Job 1:1; 2:1-10
Driving to worship on Sunday, I looked over the cliff a few kilometers from my church to see, hundreds of feet down, a battered and mangled bus on its side. I could see school uniforms, lunches and books scattered down the ravine. Seven dead children's bodies had already been removed. Another fifty children were taken to hospital, many critical.
In seminary, ministry students study 'theodicy' - why and how God 'allows' human suffering. Of course, no amount of theological enlightenment fully prepares one to walk in partnership with a community that in the midst of tragedy asks the same question. As suggested by Job's friends, sin is often blamed. The driver was speeding.
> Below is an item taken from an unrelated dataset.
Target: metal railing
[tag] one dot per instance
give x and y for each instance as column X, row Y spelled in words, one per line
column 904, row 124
A mechanic took a short cut. Someone passed on a corner. Corruption wastes money that should have been spent on road infrastructure. Historic injustices continue, perpetuating South Africa's income disparity - the highest in the world.
At the iThafamasi Congregational Church, UCCSA where I serve as pastor, one must acknowledge that human sin exists and has consequences. But, the community asks, "How does God 'allow' children to suffer the sins of others?" In a community with no water, electricity, jobs, tarred roads - how much more suffering must a community endure? Children on a rare school trip, journeying to expand their minds in class and bodies in sport are suddenly dashed upon the rocks.
On Sunday, real life interrupted the lectionary. Questions were asked of me. I offered perspectives. Yet, I had only one answer: Holy Communion.
The mystery of Jesus Christ. God with us. Solidarity. Suffering transformed into healing through the Cross. Death to eternal life. Hope. And I pray, comfort.
Gracious God, thank you for those who send and for those who are sent. Thank you for binding us with others around the world through Jesus Christ and the Church, so that 'we may all be one'. Amen.
Scott Couper, a member of First Congregational Church, Winter Park, Florida, serves with the United Congregational Church of Southern Africa (UCCSA). He assists the Inanda Seminary in strategic planning and serve as a management consultant. He also serves as pastor of the Thafamasi Congregational Church (UCCSA).